Although mobile telephony might entail initial fixed costs, the variable costs associated with their use are significantly lower, enabling an overall reduction in transaction costs. Mobile banking can be a strong income stream for telecom operators, helping them to counter slowing subscription growth and growing competition in traditional niches.

Since success is in everyone’s best interest, mobile and financial industries and regulators should work collaboratively with each other to unlock the transformative social impact of cell phone money. It is only then that we will be able to deliver life-changing mobile financial services to millions of people across the world, who still have no access to traditional banking.

The pandemic has shown that the trend towards greater digitalisation of financial services in India is here to stay. In recent times, many operators have expanded their mobile money portfolios from basic money transfer and bill payments to value-added features such as insurance and other sophisticated offerings.
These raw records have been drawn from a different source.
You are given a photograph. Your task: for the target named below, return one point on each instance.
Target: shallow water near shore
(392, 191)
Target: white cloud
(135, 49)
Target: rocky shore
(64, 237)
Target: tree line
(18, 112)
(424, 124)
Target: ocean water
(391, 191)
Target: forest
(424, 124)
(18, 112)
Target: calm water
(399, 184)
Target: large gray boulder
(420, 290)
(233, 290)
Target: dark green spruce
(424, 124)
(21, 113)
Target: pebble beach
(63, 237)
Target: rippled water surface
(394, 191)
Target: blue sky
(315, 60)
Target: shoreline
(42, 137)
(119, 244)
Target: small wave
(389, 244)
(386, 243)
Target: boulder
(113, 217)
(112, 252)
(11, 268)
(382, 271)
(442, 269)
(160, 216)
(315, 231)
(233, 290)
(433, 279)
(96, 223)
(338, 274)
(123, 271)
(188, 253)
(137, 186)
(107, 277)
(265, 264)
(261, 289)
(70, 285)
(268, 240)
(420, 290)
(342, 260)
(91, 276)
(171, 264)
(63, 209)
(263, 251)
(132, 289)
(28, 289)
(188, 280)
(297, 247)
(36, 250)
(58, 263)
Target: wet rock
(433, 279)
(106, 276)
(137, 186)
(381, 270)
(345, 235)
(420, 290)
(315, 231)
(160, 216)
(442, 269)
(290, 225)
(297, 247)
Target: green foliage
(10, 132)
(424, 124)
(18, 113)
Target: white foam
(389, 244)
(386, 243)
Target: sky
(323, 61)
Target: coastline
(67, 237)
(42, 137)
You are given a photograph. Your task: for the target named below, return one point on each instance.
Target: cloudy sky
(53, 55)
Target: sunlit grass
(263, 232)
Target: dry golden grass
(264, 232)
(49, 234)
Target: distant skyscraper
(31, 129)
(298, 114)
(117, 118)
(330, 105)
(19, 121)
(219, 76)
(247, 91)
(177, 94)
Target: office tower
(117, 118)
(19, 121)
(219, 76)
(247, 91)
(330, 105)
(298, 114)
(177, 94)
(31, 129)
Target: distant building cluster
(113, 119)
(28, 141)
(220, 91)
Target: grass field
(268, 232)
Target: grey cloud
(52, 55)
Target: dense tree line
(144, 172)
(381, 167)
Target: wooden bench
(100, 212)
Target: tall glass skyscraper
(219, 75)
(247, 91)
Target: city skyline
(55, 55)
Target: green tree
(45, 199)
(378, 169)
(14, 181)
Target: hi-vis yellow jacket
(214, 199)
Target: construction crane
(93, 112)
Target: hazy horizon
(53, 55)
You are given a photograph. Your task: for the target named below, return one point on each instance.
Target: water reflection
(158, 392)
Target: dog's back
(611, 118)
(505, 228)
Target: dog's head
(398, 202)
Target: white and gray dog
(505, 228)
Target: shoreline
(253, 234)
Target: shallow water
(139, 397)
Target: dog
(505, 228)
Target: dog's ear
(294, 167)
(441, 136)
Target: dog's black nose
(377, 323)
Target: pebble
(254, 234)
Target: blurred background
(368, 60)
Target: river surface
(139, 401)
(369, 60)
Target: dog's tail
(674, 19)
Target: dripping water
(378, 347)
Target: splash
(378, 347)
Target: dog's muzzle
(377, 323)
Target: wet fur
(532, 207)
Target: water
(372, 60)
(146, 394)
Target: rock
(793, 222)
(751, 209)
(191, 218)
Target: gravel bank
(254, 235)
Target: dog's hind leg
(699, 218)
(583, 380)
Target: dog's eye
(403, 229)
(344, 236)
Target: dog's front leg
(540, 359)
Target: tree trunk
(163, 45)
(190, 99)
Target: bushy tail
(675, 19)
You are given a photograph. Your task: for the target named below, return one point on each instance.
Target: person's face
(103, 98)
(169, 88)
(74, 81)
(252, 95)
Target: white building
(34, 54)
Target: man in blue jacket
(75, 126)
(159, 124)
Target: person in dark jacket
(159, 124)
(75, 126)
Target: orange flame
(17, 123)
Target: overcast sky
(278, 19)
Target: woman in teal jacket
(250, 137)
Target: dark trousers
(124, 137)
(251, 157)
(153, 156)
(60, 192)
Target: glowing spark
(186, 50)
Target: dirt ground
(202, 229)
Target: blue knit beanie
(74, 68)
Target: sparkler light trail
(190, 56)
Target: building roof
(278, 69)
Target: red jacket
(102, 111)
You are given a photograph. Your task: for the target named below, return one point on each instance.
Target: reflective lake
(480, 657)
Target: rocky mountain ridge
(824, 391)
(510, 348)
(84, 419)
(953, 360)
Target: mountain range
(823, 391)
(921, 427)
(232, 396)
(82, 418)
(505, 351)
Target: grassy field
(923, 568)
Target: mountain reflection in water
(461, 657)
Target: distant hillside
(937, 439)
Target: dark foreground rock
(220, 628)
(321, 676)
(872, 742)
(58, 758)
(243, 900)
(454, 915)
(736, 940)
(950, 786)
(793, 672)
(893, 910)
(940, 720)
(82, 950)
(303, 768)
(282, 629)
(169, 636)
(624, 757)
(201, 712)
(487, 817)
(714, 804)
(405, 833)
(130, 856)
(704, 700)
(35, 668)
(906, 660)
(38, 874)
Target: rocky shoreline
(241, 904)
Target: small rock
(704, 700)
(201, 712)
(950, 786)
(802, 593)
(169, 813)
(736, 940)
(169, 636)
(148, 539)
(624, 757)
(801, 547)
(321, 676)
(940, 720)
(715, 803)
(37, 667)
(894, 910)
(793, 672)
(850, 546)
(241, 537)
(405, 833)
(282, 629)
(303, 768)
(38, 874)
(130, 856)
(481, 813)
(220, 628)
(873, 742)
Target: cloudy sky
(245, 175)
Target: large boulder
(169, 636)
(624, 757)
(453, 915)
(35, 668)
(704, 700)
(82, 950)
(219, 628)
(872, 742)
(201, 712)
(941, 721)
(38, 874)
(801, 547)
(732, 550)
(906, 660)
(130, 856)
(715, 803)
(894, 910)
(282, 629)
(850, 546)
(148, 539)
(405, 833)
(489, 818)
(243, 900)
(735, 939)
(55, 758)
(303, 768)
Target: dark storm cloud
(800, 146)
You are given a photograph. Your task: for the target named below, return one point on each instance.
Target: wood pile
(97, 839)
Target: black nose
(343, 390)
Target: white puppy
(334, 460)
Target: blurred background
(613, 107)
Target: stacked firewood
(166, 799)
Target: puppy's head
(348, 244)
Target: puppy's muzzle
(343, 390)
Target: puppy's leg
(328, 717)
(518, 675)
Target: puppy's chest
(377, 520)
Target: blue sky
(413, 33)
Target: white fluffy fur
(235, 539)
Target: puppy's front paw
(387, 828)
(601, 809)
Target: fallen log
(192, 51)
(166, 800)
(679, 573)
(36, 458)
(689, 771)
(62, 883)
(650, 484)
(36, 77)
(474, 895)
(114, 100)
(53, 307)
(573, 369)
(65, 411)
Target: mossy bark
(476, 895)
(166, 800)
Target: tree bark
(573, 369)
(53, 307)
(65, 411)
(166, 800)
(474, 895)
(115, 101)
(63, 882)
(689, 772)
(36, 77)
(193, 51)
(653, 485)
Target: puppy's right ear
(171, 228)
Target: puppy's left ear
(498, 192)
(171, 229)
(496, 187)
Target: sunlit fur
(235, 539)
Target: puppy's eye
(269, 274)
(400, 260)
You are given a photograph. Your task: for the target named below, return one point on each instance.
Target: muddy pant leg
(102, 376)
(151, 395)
As with any revolution, the old order is giving way to a new one, and banks are just one group of players on the mobile money battlefield. Telecommunication companies, internet and technology firms, retailers, and others are also in this fight. Governments will have to close the digital divide to reap the benefits of digital financial services. This means finding the right balance between enabling financial innovation and addressing several risks: Lack of financial and digital literacy, insufficient consumer protection and unequal access to digital infrastructure and data bases.